To spur advanced-energy investment, she proposes a Georgia Green Bank offering low-interest loans and has suggested that the state, by investing $40 million annually, could spur $200 million to $250 million in private capital financing. She also proposes building on existing tax incentive programs.
Medicaid expansion
The Medicaid expansion, which most states participate in but Georgia and 17 other states have continued to reject, was introduced at the federal level by President Barack Obama during his Democratic administration. It was meant to work in unison with the Affordable Care Act, or “Obamacare,” much assailed by Republicans with repeal attempts this year.
But so far, federal Medicaid expansion funding remains intact. Abrams proposes that Georgia should change course and take advantage of it to provide Medicaid-funded healthcare access to between 500,000 and 700,000 additional Georgians.
Because other federal funding sources were shifted into the Medicaid expansion, the state in rejecting it lost some funding it previously received.
“By refusing to expand Medicaid we have forced the collapse of rural hospitals, we’ve put our regional hospitals in jeopardy, we have fewer doctors in the places where we need them, and we have put in jeopardy not only our families by our livelihoods,” Abrams said.

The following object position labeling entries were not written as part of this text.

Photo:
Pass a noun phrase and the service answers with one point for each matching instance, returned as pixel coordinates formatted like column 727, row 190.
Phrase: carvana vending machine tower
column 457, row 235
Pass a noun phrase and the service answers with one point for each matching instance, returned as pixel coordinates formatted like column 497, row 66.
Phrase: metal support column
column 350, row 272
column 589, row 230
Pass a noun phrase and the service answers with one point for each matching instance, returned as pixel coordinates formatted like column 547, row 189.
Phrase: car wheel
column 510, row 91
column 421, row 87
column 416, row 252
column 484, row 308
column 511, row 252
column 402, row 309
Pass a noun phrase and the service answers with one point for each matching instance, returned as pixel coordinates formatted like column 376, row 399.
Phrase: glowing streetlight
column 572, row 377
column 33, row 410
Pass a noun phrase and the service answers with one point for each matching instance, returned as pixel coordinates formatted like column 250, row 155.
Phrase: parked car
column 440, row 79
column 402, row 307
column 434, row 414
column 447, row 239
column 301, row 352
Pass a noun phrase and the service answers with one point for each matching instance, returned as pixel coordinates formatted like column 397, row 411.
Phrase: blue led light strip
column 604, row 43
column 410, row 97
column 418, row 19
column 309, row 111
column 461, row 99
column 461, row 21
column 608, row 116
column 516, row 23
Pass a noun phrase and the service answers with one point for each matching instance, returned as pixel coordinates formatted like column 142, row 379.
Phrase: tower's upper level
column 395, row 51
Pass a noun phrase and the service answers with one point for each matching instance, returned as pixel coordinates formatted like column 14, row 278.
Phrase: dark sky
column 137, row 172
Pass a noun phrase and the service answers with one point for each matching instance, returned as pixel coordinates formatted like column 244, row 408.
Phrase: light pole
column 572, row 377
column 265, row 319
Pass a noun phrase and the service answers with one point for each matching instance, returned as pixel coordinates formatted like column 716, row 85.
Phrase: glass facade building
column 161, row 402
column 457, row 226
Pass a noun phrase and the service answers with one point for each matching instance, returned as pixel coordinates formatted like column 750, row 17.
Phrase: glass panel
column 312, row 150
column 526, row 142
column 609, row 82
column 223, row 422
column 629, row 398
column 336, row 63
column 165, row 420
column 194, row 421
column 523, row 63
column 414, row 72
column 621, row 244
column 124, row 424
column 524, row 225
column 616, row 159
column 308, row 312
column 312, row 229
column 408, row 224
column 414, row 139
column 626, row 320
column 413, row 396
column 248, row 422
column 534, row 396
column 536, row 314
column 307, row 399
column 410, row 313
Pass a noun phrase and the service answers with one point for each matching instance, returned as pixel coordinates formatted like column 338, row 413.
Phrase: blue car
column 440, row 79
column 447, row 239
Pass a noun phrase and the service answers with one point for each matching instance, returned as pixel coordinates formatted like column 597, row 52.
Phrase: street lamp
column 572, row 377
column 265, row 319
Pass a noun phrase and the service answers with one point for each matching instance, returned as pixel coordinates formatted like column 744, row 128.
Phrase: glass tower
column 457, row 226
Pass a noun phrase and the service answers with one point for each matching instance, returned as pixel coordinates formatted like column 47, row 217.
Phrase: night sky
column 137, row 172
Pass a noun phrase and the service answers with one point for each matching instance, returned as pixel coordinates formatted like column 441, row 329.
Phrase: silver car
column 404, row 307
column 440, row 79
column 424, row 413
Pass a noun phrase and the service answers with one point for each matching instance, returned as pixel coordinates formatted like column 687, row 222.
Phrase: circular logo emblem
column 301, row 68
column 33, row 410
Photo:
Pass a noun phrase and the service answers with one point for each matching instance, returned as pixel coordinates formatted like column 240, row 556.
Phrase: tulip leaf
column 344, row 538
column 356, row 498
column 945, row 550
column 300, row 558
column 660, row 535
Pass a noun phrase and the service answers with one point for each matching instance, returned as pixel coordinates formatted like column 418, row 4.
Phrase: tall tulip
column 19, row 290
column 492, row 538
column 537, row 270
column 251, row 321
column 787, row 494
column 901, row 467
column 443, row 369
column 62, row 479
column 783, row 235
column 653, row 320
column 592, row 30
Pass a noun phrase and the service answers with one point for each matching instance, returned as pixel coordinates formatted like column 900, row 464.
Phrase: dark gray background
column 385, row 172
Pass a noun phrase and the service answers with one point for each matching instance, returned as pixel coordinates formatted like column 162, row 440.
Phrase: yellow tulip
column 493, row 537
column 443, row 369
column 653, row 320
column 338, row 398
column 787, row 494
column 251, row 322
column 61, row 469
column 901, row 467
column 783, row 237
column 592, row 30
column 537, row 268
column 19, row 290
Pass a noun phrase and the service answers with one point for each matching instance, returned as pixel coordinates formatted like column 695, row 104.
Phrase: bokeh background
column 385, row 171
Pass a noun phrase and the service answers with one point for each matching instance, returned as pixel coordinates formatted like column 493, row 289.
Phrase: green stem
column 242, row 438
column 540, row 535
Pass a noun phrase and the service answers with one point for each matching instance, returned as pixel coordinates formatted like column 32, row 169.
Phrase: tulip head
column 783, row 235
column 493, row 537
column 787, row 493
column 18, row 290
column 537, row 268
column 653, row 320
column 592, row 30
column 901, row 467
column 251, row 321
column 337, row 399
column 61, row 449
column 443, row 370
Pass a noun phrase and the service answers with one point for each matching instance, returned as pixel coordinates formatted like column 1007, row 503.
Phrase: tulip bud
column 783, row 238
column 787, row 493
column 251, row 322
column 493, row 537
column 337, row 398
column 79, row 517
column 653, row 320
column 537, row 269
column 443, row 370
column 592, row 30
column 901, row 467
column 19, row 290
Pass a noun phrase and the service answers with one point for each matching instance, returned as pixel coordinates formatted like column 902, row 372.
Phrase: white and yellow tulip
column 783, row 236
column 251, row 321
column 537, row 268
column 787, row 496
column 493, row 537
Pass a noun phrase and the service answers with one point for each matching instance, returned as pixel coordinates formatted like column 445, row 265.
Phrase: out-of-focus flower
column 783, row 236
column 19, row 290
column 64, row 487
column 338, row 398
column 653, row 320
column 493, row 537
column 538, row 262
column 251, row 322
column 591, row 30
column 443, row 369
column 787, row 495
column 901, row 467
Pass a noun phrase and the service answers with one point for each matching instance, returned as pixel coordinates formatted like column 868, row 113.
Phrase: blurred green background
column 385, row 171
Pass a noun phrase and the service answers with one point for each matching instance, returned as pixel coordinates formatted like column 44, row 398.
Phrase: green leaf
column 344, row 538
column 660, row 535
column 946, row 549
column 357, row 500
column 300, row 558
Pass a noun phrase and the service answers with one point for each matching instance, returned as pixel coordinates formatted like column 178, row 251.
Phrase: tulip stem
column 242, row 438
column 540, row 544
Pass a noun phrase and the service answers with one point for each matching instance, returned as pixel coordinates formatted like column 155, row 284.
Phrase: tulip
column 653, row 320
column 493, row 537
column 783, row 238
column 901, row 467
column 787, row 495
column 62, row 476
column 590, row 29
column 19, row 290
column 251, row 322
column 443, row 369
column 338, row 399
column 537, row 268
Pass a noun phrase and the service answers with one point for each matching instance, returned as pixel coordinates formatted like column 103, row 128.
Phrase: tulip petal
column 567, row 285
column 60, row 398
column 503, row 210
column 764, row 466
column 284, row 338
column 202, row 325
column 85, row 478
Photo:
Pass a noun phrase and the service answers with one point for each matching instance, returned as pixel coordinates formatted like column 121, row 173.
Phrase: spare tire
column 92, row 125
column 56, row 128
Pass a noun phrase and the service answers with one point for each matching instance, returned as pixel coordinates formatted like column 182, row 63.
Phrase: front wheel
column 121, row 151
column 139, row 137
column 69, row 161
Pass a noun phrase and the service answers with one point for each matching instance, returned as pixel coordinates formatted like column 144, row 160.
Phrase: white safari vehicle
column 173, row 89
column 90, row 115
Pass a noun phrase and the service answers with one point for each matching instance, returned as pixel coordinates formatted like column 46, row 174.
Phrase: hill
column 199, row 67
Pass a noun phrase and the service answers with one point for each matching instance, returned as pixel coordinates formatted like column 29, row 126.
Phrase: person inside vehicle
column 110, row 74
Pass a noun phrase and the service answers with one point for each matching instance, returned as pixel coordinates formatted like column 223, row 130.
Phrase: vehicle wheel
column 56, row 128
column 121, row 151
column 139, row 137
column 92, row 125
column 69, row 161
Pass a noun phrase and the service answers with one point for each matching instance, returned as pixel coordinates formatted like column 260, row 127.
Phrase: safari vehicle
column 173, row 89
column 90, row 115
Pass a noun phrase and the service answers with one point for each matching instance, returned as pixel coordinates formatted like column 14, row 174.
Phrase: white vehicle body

The expansion, she asserts, would also create about 56,000 new jobs in a decade.
Georgia and other states that declined the expansion missed out on the first three years of 100 percent federal funding. But phased steps of 95 percent to 90 percent federal support remain, so at worst Georgia would have to put in $3 billion over the next eight years to draw down $30 billion in health care funding, she said.
Could she do it?
As House minority leader, Abrams annually introduced legislation to expand Medicaid, but these efforts went nowhere in Georgia’s Republican-majority Legislature. Does she think she would have better success with Medicaid expansion as governor?
“I do, because each year when I introduced the Medicaid expansion bill, Republicans would come up to me quietly to tell me they knew I was right, they just didn’t see the ability to get it done under a Republican governor who said ‘no,’” and what I want them to know is I’m going to say ‘yes,’ because these hospitals exist in Democratic and Republican areas,” Abrams said.
The Democratic and Republican primaries will be held May 22 and the general election Nov. 6.